These are valid scientific questions, but a lot of scientists won't attempt
to answer them - because the questions are perceived to fall outside the
boundaries of 'real' palaeontological science (concerned with
phylogenetic-systematic hypotheses, or with the quantifiable data of
biostratigraphy, biomechanics, and so on) - or they will answer them with
safe generalisations (culminating, of course, with the safest of all -
'Don't know' and 'Your guess is as good as anyone's').  Some will even
dismiss such questions as frivolous, not worthy of serious scientific attention.

But what happens if someone DOES try to answer such questions with logically
structured arguments culminating in hypotheses that are testable and
potentially falsifiable?   Whenever I've tried to do so in the past, the
responses of reviewers have been mighty revealing.   They include comments
such as the following:

- 'curious' - [i.e. I'm not sure if this really qualifies as science...]

- 'lacking in phylogenetic perspective' - [i.e. this may not be entirely
adequate, because it's not phylogenetic or, at least, not tied into a
reassuringly familiar phylogenetic context...]

- 'intuitive' - [i.e. the principles underlying this hypothesis are so weird
and unfamiliar that I failed to recognise them as a scientific argument...
or else it's a fancy form of guesswork]

- 'untestable' - Ii.e. the argument is disturbingly unfamiliar in structure
and outside my conception of science, so it can't be scientific...]

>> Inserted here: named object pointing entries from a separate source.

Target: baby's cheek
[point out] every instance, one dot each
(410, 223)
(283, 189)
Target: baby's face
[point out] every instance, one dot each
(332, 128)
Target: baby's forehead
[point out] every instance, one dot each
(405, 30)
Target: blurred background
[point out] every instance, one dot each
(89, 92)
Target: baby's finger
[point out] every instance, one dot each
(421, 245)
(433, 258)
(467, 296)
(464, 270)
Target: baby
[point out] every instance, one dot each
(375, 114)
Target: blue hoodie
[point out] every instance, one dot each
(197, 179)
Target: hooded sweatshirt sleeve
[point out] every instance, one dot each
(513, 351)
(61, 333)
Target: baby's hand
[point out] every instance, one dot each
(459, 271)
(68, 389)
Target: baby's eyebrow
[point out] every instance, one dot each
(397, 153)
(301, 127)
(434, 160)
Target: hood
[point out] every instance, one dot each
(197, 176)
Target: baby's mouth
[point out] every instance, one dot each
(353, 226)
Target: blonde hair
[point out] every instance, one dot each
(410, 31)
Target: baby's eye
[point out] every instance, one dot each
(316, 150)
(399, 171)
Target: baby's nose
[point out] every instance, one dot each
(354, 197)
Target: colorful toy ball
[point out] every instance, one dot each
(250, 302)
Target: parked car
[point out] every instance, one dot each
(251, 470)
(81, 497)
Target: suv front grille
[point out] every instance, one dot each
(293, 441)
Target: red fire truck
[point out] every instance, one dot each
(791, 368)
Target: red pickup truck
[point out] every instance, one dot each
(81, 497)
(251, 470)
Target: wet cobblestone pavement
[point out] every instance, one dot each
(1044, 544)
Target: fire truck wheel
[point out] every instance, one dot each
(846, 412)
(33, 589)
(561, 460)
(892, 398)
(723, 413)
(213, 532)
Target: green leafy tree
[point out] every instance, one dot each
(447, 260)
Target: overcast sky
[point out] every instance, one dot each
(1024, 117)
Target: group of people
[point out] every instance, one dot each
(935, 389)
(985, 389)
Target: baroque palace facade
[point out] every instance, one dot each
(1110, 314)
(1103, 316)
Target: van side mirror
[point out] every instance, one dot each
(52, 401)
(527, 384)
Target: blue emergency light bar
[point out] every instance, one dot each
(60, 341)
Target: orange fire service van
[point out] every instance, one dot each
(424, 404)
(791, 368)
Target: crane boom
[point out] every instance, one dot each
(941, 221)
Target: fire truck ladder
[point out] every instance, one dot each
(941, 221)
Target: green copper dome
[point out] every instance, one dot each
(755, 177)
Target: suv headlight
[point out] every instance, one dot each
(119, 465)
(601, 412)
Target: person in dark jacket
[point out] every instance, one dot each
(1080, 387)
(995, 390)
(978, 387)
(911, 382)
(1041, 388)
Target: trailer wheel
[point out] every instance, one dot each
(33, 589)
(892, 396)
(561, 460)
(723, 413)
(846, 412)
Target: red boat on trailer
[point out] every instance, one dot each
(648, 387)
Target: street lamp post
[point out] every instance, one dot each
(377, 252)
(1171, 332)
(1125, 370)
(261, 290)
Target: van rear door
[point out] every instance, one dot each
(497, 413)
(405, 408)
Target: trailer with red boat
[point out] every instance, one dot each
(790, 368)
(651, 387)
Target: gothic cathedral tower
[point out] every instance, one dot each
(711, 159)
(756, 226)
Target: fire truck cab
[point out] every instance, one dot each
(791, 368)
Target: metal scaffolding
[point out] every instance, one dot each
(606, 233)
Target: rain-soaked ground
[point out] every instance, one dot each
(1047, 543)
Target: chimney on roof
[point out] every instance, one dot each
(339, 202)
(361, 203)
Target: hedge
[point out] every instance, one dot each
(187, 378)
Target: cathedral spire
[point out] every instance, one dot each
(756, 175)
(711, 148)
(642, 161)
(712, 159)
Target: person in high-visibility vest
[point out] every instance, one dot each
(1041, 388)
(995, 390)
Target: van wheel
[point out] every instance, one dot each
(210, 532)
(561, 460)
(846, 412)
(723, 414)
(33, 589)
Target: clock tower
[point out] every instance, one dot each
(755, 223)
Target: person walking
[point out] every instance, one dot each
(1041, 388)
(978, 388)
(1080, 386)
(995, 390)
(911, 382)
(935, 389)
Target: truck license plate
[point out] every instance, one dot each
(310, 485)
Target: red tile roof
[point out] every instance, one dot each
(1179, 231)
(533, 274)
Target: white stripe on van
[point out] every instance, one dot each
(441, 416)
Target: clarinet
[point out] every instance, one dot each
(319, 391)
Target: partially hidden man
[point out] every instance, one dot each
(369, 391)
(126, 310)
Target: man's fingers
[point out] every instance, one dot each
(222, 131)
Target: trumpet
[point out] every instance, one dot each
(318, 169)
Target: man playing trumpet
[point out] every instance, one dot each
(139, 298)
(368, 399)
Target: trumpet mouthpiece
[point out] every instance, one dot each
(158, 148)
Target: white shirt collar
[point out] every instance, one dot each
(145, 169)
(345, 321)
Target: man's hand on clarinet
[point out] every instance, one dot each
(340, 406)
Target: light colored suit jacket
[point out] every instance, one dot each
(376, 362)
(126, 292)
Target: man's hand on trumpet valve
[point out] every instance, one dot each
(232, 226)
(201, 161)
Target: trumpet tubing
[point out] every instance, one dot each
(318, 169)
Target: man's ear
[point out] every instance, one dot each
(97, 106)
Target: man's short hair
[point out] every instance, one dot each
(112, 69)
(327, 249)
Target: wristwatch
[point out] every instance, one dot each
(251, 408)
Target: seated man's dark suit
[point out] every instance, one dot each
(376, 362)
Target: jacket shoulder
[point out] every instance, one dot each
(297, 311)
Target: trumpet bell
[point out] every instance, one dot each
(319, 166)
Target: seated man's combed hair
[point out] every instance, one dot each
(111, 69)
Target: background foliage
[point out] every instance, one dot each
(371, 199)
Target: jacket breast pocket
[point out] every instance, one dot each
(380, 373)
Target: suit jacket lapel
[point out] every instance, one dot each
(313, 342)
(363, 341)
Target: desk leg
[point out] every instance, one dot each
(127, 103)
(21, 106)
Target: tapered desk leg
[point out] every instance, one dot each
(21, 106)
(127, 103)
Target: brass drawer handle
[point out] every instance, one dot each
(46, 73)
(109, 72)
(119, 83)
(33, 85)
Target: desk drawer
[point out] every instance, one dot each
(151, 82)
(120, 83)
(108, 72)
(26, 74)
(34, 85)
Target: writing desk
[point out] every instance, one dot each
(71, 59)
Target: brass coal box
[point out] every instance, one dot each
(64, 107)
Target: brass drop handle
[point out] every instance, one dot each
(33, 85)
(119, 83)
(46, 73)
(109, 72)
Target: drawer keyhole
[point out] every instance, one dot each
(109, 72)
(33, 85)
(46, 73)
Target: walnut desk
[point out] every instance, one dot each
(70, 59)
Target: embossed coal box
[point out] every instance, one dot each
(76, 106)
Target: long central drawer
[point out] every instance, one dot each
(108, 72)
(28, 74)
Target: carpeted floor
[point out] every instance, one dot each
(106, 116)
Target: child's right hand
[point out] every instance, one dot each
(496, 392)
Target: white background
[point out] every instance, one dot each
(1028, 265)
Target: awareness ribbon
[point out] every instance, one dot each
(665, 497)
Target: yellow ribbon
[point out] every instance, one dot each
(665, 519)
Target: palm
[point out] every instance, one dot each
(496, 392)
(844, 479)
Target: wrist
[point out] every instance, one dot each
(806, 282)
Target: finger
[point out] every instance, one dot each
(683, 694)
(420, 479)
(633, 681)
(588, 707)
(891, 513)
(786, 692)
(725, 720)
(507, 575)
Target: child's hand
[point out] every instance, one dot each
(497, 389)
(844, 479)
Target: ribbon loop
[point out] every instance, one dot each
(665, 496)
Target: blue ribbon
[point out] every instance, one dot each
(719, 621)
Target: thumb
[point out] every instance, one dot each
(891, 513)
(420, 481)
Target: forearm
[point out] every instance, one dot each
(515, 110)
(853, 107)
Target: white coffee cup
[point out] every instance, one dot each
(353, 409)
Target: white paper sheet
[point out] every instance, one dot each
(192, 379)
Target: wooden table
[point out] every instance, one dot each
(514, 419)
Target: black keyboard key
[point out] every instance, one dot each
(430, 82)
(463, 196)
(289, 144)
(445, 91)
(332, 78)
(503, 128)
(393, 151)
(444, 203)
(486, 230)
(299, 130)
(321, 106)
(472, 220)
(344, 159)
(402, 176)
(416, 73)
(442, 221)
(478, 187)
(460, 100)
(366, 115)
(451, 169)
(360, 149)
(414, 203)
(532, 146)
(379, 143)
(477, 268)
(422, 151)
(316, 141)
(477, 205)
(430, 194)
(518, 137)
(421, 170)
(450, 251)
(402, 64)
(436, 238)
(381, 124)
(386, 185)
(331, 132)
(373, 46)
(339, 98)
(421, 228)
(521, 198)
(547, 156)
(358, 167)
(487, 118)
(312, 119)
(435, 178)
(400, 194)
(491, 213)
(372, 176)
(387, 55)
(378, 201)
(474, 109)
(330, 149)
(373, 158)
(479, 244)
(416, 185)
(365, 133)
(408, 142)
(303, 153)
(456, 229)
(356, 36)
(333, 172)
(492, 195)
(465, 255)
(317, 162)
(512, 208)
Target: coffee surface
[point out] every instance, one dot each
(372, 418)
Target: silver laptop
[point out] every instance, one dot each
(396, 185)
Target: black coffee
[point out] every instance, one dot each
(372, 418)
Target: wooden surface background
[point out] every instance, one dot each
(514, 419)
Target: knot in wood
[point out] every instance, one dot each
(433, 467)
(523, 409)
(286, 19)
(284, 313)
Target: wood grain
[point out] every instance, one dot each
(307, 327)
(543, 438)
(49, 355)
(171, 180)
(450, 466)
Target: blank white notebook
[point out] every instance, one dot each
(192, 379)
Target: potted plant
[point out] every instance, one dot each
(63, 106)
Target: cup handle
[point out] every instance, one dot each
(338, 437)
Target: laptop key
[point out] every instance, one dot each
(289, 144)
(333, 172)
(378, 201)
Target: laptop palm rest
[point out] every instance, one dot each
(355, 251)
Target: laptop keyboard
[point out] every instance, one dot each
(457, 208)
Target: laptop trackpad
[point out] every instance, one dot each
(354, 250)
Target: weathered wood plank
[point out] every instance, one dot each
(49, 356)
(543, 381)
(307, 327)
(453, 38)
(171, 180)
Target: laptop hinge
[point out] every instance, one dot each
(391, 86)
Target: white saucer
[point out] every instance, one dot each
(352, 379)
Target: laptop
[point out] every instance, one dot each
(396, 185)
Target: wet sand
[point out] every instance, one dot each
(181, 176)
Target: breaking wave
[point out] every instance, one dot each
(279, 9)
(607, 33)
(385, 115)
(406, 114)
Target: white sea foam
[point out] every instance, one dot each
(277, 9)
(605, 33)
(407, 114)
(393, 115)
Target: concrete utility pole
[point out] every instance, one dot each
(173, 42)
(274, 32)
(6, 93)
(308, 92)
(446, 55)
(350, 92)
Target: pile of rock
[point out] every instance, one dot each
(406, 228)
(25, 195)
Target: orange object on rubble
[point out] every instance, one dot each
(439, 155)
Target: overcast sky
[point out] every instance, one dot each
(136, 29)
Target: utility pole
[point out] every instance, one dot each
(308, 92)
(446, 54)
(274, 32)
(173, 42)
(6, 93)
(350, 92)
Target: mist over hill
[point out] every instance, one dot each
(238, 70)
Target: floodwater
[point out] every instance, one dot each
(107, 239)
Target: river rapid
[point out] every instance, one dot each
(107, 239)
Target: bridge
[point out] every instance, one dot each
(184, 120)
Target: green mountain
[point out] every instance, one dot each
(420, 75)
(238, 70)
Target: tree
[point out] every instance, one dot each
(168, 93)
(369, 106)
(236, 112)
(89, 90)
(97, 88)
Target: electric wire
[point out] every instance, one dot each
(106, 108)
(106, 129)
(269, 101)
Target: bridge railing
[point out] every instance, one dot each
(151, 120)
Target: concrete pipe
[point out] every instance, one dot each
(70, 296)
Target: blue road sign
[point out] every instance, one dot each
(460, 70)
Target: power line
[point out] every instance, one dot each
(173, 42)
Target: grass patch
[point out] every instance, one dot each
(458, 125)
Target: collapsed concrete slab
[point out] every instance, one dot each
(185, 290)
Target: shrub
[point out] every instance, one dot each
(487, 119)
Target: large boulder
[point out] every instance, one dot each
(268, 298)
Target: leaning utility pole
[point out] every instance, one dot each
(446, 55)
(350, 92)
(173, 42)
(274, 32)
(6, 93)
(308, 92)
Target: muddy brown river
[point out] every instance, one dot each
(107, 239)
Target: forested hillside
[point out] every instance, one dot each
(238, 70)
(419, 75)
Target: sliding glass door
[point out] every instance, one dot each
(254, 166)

The comments in square brackets are my attempts to second-guess the thought
processes of others, and I admit that they may be so far from the truth as
to be very unfair.  Also, I apologise if anyone recognises their own
handiwork in there!  But I suspect that some, at least, are reasonably
representative of reactions to a scientific hypothesis that concerns natural
history (grounded in analogy) rather than phylogeny and/or systematics
(grounded in homology).

Before finishing (do I hear cries of relief?) I'll mention one other type of
response.  If it's proposed (as testable scientific hypothesis) that
organism A might have performed function B, and this hypothesis survives
attempts at falsification, then a last-ditch objection might be -  'Alright,
organism A might have performed function B... but you can't prove that it
actually did so.'   My counter-response would be -  'Alright, your
phylogenetic diagram proposes that clade X might be the sister group of
clade Y... but you can't prove that it actually was.'   And, in reality, I
suspect that my 'natural history' hypothesis is closer to the truth than is
your phylogenetic hypothesis.  There can be only one true (real)
phylogeny... but organs and anatomical structures are often multifunctional.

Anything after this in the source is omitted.